Class LeafReader

  • All Implemented Interfaces:
    Closeable, AutoCloseable
    Direct Known Subclasses:
    CodecReader, FilterLeafReader, ParallelLeafReader

    public abstract class LeafReader
    extends IndexReader
    LeafReader is an abstract class, providing an interface for accessing an index. Search of an index is done entirely through this abstract interface, so that any subclass which implements it is searchable. IndexReaders implemented by this subclass do not consist of several sub-readers, they are atomic. They support retrieval of stored fields, doc values, terms, and postings.

    For efficiency, in this API documents are often referred to via document numbers, non-negative integers which each name a unique document in the index. These document numbers are ephemeral -- they may change as documents are added to and deleted from an index. Clients should thus not rely on a given document having the same number between sessions.
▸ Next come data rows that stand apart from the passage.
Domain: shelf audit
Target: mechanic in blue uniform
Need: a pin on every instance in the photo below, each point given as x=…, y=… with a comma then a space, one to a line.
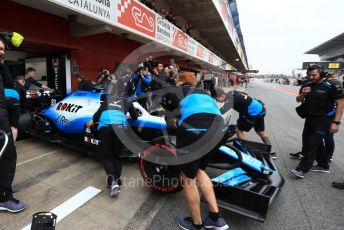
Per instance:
x=9, y=157
x=318, y=98
x=111, y=118
x=199, y=131
x=251, y=113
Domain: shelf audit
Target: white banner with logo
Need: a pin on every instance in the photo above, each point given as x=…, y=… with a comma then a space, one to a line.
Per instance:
x=164, y=31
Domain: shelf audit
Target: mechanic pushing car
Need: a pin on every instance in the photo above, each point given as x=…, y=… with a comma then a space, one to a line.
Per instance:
x=9, y=158
x=251, y=113
x=200, y=120
x=318, y=99
x=111, y=118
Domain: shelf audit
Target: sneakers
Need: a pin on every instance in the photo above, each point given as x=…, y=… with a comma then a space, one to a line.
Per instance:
x=115, y=189
x=220, y=224
x=296, y=155
x=329, y=159
x=13, y=205
x=273, y=155
x=14, y=190
x=298, y=172
x=113, y=185
x=319, y=168
x=186, y=223
x=339, y=185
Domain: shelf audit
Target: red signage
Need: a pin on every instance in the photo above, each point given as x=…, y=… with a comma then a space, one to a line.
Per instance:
x=211, y=58
x=180, y=40
x=136, y=16
x=200, y=51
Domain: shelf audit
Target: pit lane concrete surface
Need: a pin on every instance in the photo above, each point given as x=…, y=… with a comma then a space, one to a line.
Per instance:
x=49, y=174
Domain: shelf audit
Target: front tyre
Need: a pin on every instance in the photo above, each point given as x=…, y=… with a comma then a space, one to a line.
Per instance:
x=161, y=178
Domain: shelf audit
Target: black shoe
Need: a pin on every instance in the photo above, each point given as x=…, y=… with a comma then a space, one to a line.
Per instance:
x=12, y=205
x=329, y=159
x=14, y=190
x=115, y=189
x=185, y=223
x=298, y=173
x=339, y=185
x=219, y=224
x=298, y=155
x=319, y=168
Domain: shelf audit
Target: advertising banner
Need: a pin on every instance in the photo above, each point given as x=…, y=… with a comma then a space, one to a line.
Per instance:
x=136, y=16
x=180, y=39
x=164, y=31
x=200, y=51
x=103, y=10
x=192, y=45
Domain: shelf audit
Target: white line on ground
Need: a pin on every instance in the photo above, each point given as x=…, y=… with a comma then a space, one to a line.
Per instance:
x=72, y=204
x=36, y=158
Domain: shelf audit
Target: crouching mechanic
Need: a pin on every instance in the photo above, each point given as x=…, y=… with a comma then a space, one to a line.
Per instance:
x=111, y=118
x=251, y=113
x=200, y=121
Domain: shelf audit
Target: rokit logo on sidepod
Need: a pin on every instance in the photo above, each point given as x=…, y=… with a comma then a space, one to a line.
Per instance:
x=68, y=107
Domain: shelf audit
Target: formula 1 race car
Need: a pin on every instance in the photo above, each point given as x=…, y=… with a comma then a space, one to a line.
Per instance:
x=245, y=178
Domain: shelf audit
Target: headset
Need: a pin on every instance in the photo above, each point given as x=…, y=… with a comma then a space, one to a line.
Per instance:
x=13, y=38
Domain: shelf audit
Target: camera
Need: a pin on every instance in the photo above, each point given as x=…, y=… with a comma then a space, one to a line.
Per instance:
x=148, y=63
x=106, y=73
x=304, y=81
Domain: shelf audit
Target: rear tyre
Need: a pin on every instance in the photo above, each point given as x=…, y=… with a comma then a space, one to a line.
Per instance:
x=161, y=178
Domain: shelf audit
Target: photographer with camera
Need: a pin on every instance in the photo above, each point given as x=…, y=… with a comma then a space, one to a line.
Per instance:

    NOTE: IndexReader instances are completely thread safe, meaning multiple threads can call any of its methods, concurrently. If your application requires external synchronization, you should not synchronize on the IndexReader instance; use your own (non-Lucene) objects instead.

    • Constructor Detail

      • LeafReader

        protected LeafReader()
        Sole constructor. (For invocation by subclass constructors, typically implicit.)
    • Method Detail

      • getContext

        public final LeafReaderContext getContext()
        Description copied from class: IndexReader
        Expert: Returns the root IndexReaderContext for this IndexReader's sub-reader tree.

        Iff this reader is composed of sub readers, i.e. this reader being a composite reader, this method returns a CompositeReaderContext holding the reader's direct children as well as a view of the reader tree's atomic leaf contexts. All sub- IndexReaderContext instances referenced from this readers top-level context are private to this reader and are not shared with another context tree. For example, IndexSearcher uses this API to drive searching by one atomic leaf reader at a time. If this reader is not composed of child readers, this method returns an LeafReaderContext.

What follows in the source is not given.